Not Taken by the Dramatic CurveReview of Taken (2008), by Stefan Stenudd
Now, the drama that gets us hooked from the beginning to the end has a curve of tension or excitement, which is almost the same in every successful drama. The simple form of this curve is the exponential increase of tension all the way to the climax, after which the tension drops to almost nothing as the closing scene unfolds. It looks something like this:
It's needed, because the climax leads to the solution, and after that the audience is impatient to exit. In a refined drama, the curve gets more complex. It can start with quick initial excitement, just to grab the attention of the audience. Then it drops to low, followed by a slow increase maybe with some short drum beats of tension on the way. But the general figure of tension development is still basically the curve above. The film Taken failed completely to follow that curve. It started slowly, like a thriller usually does, but at the moment of the daughters kidnap it went up high and remained there all through.
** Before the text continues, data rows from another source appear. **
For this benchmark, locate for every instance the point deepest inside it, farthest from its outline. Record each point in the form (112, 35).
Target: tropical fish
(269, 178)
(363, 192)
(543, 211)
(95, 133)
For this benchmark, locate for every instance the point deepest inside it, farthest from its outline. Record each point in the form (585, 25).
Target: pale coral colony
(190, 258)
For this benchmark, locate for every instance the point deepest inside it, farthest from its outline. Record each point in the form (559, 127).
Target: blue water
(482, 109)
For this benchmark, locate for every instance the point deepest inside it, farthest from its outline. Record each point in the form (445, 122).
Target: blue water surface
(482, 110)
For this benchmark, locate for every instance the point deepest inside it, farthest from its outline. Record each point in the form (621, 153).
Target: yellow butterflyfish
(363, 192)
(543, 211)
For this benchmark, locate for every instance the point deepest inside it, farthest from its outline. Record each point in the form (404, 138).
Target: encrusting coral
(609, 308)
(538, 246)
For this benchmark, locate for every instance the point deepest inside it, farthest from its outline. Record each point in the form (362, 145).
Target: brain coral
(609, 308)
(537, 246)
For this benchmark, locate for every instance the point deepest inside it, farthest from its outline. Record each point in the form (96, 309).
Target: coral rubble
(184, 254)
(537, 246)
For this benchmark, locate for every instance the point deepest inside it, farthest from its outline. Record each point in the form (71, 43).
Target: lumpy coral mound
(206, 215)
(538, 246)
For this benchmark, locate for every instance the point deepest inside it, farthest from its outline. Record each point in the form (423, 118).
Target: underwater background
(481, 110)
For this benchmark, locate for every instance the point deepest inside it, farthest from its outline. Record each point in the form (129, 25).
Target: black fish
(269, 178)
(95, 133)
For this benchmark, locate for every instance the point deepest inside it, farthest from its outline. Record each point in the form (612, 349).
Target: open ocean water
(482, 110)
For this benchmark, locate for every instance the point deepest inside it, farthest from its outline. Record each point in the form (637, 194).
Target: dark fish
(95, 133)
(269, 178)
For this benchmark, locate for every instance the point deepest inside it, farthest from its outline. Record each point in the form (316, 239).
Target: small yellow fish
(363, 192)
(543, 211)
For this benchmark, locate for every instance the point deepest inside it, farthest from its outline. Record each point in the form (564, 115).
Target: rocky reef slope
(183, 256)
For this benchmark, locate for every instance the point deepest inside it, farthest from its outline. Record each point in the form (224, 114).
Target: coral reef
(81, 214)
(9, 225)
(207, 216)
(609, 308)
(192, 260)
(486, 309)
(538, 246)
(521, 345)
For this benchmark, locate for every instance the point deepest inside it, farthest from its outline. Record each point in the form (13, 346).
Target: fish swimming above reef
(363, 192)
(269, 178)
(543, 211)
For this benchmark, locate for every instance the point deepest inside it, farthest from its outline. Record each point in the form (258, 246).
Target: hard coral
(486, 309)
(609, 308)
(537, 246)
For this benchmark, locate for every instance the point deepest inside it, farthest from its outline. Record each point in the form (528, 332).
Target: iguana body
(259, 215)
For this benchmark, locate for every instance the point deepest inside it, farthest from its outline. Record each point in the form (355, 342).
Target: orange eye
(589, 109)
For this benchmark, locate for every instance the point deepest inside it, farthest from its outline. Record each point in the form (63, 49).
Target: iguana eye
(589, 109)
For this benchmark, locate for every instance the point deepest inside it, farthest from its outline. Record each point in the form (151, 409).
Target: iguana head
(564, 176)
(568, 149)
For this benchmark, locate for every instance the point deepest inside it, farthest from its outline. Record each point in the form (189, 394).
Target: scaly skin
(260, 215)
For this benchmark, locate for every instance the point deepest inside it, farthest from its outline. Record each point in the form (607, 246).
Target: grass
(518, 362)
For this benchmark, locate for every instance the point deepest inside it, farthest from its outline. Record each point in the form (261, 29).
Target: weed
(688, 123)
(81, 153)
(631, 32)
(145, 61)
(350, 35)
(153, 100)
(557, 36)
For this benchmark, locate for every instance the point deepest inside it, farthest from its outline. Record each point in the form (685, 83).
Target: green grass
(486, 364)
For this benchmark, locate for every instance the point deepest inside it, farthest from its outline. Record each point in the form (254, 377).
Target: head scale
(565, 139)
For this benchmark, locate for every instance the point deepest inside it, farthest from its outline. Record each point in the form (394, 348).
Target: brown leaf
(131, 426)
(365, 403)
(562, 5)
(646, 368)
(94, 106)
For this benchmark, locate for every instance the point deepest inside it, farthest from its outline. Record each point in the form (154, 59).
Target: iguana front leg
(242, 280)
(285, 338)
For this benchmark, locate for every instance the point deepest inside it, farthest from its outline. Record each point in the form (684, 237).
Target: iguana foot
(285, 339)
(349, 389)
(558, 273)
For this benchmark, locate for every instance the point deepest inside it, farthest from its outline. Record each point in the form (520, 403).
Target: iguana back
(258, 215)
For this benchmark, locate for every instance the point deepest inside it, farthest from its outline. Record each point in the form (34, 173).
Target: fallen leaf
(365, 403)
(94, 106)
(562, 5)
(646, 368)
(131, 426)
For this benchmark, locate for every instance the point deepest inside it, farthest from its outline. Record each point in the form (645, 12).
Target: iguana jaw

Were it not for the very competent acting of Liam Neeson, we would have lost interest long before the end. He was an interesting hero a seemingly loving father with a raving mad capacity. That's why an audience would not be disappointed until the end, which was simply finding the girl and killing the bad guys. Exactly what he set out to do. In that way, the film also failed another basic law of drama: the development of the protagonist. For the audience to stay enchanted by the story, it has to show some major development of the one who is the real main character of the story often not the obvious hero. Someone has to learn something, discover something, or accomplish something previously deemed impossible for him or her. Nothing of the sort happened in Taken. The father-hero just went on with his rampage until he saved his daughter, and then everybody was happy. Nobody changed significantly. That doesn't work. We may still see the movie through, but we forget it the moment the end credits start rolling. Aristotle told us more than two thousand years ago: there are rules to drama. If they are not obeyed, the story collapses. It's odd that Luc Besson, the merited film maker who was one of the script writers, failed that basic requirement.